At Indus OS, our ML pipeline touched TensorFlow (Python 2.7, specific commit hash), Android NDK r12b, Bazel 0.3.1, and custom C libraries for the TTS vocoder. If any version drifted, the build broke silently and produced models that crashed on device. Three engineers on the team, three different Ubuntu versions, three different sets of installed libraries. Docker fixed this.

The Dependency Problem

Building our TensorFlow Android library required exact versions of everything. NDK r12b worked. NDK r13 introduced a libc++ change that broke our NEON-optimized matrix multiply. Bazel 0.3.2 changed a flag that affected selective op registration. We lost two days to each of these issues before we started using Docker.

FROM ubuntu:14.04

# Exact versions that produce working builds
ENV NDK_VERSION=r12b
ENV BAZEL_VERSION=0.3.1
ENV TF_COMMIT=a23f5d7

RUN apt-get update && apt-get install -y \
    build-essential git python2.7 python-pip wget unzip openjdk-8-jdk

# Android NDK
RUN wget -q https://dl.google.com/android/repository/android-ndk-${NDK_VERSION}-linux-x86_64.zip \
    && unzip -q android-ndk-${NDK_VERSION}-linux-x86_64.zip -d /opt \
    && rm android-ndk-${NDK_VERSION}-linux-x86_64.zip
ENV ANDROID_NDK_HOME=/opt/android-ndk-${NDK_VERSION}

# Bazel
RUN wget -q https://github.com/bazelbuild/bazel/releases/download/${BAZEL_VERSION}/bazel-${BAZEL_VERSION}-installer-linux-x86_64.sh \
    && chmod +x bazel-${BAZEL_VERSION}-installer-linux-x86_64.sh \
    && ./bazel-${BAZEL_VERSION}-installer-linux-x86_64.sh

# TensorFlow at exact commit
RUN git clone https://github.com/tensorflow/tensorflow.git /tf \
    && cd /tf && git checkout ${TF_COMMIT}

WORKDIR /tf

Images, Containers, and Volumes for Model Files

The key concepts that mattered for us:

An image is a frozen snapshot of the build environment. We built it once and pushed it to our private registry. Every engineer and the CI server pulled the same image. No more “works on my machine.”

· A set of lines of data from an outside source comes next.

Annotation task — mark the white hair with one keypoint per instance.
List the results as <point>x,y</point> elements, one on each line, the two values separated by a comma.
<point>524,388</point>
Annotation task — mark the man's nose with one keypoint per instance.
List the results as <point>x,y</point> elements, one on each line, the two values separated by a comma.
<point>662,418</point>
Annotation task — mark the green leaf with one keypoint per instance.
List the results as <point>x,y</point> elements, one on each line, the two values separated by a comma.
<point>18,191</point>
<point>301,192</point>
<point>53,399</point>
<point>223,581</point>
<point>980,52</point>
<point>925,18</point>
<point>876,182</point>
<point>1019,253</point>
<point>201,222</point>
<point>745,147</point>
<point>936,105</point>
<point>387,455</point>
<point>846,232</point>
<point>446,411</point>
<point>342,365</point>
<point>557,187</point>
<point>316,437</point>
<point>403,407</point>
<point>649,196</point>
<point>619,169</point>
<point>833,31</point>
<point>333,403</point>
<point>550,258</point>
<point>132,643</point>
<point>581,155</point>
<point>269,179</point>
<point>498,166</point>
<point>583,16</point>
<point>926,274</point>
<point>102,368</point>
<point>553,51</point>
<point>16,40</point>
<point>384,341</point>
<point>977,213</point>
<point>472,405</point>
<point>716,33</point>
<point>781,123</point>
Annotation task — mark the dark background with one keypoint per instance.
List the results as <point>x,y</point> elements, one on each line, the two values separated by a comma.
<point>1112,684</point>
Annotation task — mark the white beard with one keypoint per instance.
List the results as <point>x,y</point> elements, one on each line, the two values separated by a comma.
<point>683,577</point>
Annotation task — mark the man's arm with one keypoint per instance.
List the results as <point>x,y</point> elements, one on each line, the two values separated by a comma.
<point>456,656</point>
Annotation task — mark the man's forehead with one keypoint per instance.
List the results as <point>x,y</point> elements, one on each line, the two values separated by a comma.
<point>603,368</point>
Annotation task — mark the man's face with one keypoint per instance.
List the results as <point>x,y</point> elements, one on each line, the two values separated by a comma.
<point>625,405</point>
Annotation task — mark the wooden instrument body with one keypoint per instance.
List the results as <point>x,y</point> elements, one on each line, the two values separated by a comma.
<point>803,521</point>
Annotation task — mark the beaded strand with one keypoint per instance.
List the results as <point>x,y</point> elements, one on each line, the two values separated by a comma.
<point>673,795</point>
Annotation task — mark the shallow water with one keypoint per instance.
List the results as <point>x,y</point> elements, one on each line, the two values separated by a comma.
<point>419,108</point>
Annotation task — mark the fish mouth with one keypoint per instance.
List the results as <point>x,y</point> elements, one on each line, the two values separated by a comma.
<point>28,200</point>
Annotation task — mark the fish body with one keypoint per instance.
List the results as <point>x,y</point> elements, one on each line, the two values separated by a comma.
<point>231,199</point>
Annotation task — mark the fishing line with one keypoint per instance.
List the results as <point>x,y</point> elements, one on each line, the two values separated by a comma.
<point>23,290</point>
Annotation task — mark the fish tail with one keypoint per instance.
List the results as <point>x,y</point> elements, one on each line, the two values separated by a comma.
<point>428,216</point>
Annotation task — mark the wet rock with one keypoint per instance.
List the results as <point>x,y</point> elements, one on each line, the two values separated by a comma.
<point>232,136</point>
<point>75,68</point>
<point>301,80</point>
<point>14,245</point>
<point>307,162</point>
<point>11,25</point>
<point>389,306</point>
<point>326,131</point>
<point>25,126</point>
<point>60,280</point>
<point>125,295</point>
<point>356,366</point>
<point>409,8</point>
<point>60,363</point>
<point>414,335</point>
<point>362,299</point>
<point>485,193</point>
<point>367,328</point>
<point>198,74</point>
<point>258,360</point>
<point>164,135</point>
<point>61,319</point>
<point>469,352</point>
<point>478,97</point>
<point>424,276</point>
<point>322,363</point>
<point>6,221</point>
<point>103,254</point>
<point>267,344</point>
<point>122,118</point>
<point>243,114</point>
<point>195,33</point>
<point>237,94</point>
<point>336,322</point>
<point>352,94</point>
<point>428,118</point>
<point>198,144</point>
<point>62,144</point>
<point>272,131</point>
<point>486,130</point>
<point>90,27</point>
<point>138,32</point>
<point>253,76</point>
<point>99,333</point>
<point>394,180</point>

A container is a running instance of that image. We ran builds inside containers and extracted the output artifacts.

Volumes let us mount model weight files and training data without baking them into the image. Models changed daily. The build environment changed maybe once a month.

# Build the TF Android library inside the container
docker run --rm \
  -v $(pwd)/models:/models \
  -v $(pwd)/output:/output \
  indus-ml-build:latest \
  bash -c "cd /tf && bazel build -c opt \
    --copt='-DSELECTIVE_REGISTRATION' \
    //tensorflow/contrib/android:libtensorflow_inference.so \
    && cp bazel-bin/tensorflow/contrib/android/*.so /output/"

CI/CD for the ML Pipeline

Before Docker, our “CI” was someone running the build on their laptop and copying the .so file to a shared drive. With Docker, we set up a proper pipeline:

Train model in Python container, export frozen graph
Quantize and optimize in TF tools container
Build Android .so with NDK container
Run on-device tests via ADB from the same container

#!/bin/bash
# build_pipeline.sh

# Step 1: Freeze and quantize model
docker run --rm -v $(pwd):/work indus-ml-train:latest \
  python /work/scripts/freeze_and_quantize.py \
    --input_model /work/checkpoints/latest \
    --output /work/artifacts/quantized_model.pb

# Step 2: Build Android library with model baked in
docker run --rm -v $(pwd):/work indus-ndk-build:latest \
  ndk-build -C /work/android_app APP_ABI=armeabi-v7a

echo "Build artifacts in ./artifacts/"

Each step used a different image with only the tools it needed. The train image had Python and TF. The NDK image had the Android toolchain. No cross-contamination.

What Worked and What Didn’t

Docker eliminated environment drift completely. Build times went from “2 hours plus debugging” to “45 minutes, deterministic.” New engineers could build on day one instead of spending a week setting up their environment.

What didn’t work: Docker on macOS was painfully slow for our builds because of the filesystem virtualization layer. We moved CI to a Linux server and kept macOS only for development. Also, the Docker images were large (2.5GB for the full TF build environment). We considered splitting the Dockerfile into separate build and runtime images, but the complexity was not worth it for our small team. Storage was cheap. Engineer time was not.